# Postprocessing

The `postprocessing` service handles the coordination of asynchronous postprocessing steps.

## General Prerequisites

To use the postprocessing service, an event system needs to be configured for all services. By default, `ocis` ships with a preconfigured `nats` service.

## Postprocessing Functionality

The storageprovider service (`storage-users`) can be configured to initiate asynchronous postprocessing by setting the `OCIS_ASYNC_UPLOADS` environment variable to `true`. If this is the case, postprocessing will get initiated *after* uploading a file and all bytes have been received.

The `postprocessing` service will then coordinate configured postprocessing steps like scanning the file for viruses. During postprocessing, the file will be in a `processing state` where only a limited set of actions are available. Note that this processing state excludes file accessibility by users.

When all postprocessing steps have completed successfully, the file will be made accessible for users.

## Storing Postprocessing Data

The `postprocessing` service needs to store some metadata about uploads to be able to orchestrate post-processing. When running in single binary mode, the default in-memory implementation will be just fine. In distributed deployments it is recommended to use a persistent store, see below for more details.

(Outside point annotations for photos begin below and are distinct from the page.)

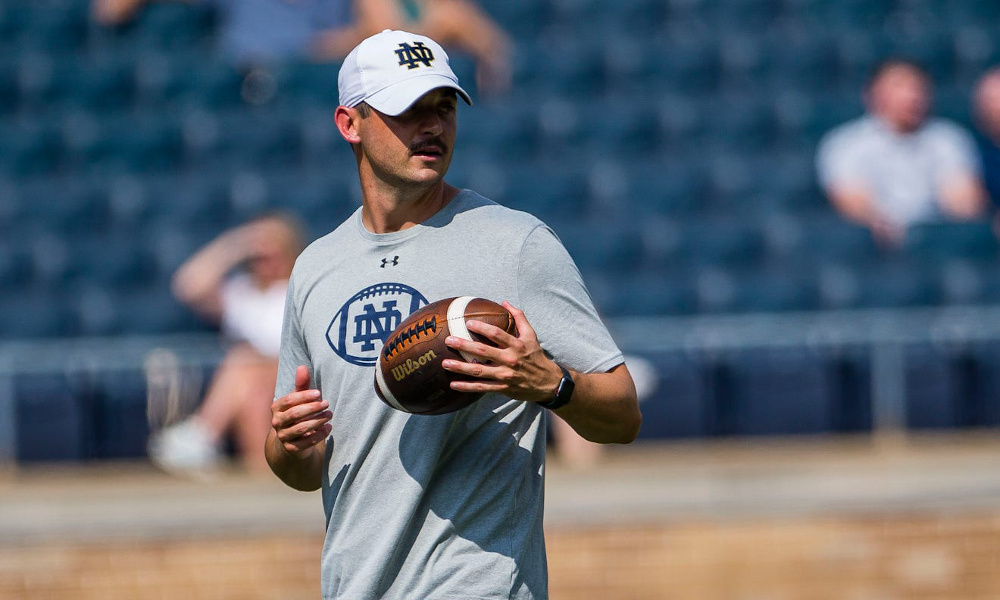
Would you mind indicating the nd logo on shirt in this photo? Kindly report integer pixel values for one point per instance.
(362, 325)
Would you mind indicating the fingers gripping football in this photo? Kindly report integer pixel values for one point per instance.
(517, 367)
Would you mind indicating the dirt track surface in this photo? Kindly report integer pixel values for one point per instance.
(792, 519)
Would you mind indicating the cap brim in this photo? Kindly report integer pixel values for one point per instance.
(395, 99)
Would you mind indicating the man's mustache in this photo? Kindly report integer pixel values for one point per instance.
(420, 146)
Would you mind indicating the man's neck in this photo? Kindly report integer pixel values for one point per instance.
(388, 209)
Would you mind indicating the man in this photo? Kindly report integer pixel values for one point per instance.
(893, 167)
(449, 506)
(986, 109)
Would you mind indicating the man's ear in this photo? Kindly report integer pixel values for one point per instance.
(347, 120)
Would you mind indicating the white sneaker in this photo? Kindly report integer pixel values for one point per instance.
(185, 449)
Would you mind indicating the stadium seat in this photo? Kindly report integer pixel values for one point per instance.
(63, 205)
(174, 25)
(668, 186)
(28, 148)
(689, 58)
(59, 27)
(776, 288)
(642, 292)
(830, 238)
(48, 419)
(723, 240)
(932, 389)
(897, 283)
(31, 312)
(771, 392)
(120, 415)
(849, 370)
(981, 366)
(939, 241)
(8, 86)
(678, 406)
(615, 249)
(100, 83)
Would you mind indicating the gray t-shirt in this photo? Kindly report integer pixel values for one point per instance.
(444, 507)
(904, 172)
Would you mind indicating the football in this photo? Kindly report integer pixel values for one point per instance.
(408, 372)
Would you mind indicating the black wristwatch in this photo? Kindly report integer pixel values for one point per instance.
(563, 392)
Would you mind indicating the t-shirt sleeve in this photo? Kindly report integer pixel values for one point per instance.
(293, 350)
(839, 160)
(559, 308)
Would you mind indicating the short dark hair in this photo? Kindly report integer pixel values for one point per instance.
(891, 63)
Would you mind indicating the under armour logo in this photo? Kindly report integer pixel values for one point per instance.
(375, 325)
(411, 55)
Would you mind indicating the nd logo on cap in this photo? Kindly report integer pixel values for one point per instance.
(411, 55)
(373, 72)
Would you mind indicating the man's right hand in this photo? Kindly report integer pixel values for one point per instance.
(301, 418)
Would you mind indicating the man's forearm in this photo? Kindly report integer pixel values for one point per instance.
(303, 472)
(604, 408)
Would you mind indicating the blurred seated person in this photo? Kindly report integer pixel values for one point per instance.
(895, 166)
(986, 109)
(238, 280)
(256, 32)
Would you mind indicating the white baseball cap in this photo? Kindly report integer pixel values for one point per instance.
(393, 69)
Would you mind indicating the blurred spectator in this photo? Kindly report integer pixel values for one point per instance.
(262, 31)
(238, 280)
(986, 108)
(895, 166)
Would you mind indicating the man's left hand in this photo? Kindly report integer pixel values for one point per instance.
(516, 367)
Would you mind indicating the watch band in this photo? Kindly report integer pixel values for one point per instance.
(563, 392)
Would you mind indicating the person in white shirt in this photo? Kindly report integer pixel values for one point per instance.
(896, 166)
(238, 280)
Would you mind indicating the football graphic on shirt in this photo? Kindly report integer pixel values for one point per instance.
(366, 320)
(408, 373)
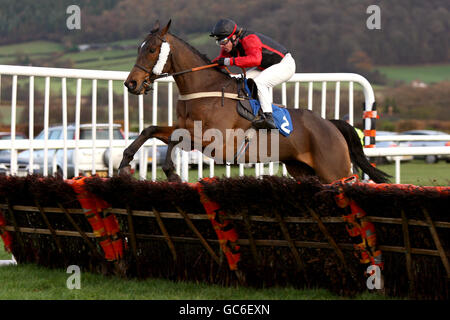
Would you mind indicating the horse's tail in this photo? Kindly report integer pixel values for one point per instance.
(357, 154)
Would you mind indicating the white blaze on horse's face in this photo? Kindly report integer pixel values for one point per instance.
(162, 58)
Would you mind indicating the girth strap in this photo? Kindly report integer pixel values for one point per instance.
(216, 94)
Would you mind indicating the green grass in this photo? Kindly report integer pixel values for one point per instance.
(419, 173)
(34, 282)
(30, 281)
(425, 73)
(31, 48)
(415, 172)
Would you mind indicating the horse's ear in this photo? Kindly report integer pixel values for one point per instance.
(166, 28)
(155, 27)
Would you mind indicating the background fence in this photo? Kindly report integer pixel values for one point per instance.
(82, 79)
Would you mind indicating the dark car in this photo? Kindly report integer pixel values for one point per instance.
(161, 151)
(22, 166)
(7, 136)
(390, 144)
(428, 158)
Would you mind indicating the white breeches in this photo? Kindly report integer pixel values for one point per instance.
(270, 77)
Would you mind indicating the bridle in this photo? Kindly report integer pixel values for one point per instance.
(147, 83)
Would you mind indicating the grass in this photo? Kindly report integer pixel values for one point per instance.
(425, 73)
(34, 282)
(419, 173)
(31, 48)
(30, 281)
(415, 172)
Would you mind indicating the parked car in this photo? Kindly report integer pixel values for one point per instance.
(390, 144)
(428, 158)
(7, 136)
(84, 157)
(161, 151)
(22, 166)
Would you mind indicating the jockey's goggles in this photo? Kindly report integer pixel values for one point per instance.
(222, 42)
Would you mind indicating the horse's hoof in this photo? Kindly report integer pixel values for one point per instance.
(174, 178)
(125, 171)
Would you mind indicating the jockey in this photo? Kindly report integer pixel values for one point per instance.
(271, 63)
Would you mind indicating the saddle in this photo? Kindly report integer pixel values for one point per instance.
(247, 89)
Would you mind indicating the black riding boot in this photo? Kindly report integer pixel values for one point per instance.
(264, 122)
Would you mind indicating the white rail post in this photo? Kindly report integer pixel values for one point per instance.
(46, 116)
(64, 119)
(77, 127)
(30, 124)
(13, 164)
(323, 112)
(336, 100)
(94, 122)
(110, 127)
(310, 95)
(142, 162)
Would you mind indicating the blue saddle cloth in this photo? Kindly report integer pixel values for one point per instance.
(280, 115)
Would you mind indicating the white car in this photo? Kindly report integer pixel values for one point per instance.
(84, 157)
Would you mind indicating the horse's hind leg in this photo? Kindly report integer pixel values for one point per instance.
(161, 133)
(299, 170)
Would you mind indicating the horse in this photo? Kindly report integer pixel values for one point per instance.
(316, 146)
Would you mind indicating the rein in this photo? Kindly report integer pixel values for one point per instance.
(166, 74)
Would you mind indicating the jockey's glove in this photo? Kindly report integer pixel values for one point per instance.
(223, 61)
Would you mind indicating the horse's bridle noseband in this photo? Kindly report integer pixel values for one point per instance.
(147, 83)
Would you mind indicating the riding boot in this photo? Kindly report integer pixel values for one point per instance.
(264, 122)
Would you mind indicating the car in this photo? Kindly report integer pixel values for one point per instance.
(428, 158)
(161, 151)
(22, 166)
(390, 144)
(7, 136)
(84, 157)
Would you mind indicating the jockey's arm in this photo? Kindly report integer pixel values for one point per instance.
(222, 54)
(253, 49)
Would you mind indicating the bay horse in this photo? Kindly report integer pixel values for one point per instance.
(316, 146)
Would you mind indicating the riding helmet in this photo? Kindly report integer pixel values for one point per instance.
(224, 28)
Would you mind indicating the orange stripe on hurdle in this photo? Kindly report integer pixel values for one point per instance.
(371, 115)
(370, 133)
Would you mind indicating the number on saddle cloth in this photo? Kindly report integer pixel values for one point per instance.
(280, 114)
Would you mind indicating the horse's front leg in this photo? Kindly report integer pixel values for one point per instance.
(161, 133)
(168, 166)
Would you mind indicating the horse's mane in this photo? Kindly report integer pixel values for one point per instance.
(201, 55)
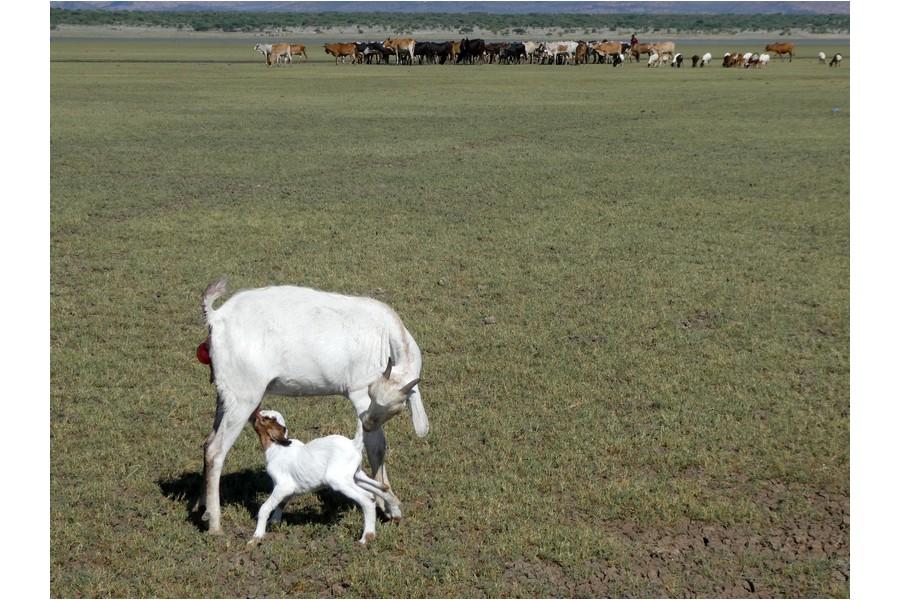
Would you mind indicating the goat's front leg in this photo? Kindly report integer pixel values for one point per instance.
(376, 447)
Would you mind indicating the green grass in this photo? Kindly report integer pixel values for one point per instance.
(665, 252)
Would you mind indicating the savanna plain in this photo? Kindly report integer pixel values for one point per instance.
(630, 285)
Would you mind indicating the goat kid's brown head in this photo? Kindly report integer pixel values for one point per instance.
(388, 397)
(271, 428)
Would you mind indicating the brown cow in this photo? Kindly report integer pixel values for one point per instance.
(664, 48)
(782, 48)
(454, 51)
(341, 50)
(402, 46)
(639, 49)
(299, 50)
(581, 53)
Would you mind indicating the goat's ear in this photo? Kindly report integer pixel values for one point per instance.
(277, 433)
(409, 386)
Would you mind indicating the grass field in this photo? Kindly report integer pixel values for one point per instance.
(631, 288)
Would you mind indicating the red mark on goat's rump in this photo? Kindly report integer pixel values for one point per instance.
(203, 352)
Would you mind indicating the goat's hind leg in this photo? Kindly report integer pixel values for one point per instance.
(230, 424)
(279, 495)
(365, 501)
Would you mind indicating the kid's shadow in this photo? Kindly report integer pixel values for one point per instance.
(249, 489)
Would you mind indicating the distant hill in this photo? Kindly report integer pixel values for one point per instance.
(501, 8)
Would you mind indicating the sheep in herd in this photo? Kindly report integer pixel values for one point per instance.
(295, 341)
(297, 468)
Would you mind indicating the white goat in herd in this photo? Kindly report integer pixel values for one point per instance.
(297, 468)
(294, 341)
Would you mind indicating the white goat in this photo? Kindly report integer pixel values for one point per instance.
(295, 341)
(297, 468)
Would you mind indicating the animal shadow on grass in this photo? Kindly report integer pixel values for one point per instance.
(250, 488)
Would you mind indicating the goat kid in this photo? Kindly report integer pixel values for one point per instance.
(297, 468)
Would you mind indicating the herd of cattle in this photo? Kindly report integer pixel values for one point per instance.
(409, 51)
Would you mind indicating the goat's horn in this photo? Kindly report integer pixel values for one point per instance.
(409, 386)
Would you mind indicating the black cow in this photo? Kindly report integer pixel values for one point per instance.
(434, 51)
(470, 51)
(514, 52)
(374, 52)
(493, 50)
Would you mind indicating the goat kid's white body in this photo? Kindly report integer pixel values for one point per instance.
(332, 462)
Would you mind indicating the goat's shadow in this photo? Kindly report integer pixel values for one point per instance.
(246, 488)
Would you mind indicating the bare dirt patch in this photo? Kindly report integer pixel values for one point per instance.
(789, 557)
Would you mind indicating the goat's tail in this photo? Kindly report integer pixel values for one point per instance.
(212, 293)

The `postprocessing` service stores its metadata via the configured store in `POSTPROCESSING_STORE`. Possible stores are:
  -   `memory`: Basic in-memory store and the default.
  -   `ocmem`: Advanced in-memory store allowing max size.
  -   `redis`: Stores data in a configured Redis cluster.
  -   `redis-sentinel`: Stores data in a configured Redis Sentinel cluster.
  -   `etcd`: Stores data in a configured etcd cluster.
  -   `nats-js`: Stores data using key-value-store feature of [nats jetstream](https://docs.nats.io/nats-concepts/jetstream/key-value-store)
  -   `noop`: Stores nothing. Useful for testing. Not recommended in production environments.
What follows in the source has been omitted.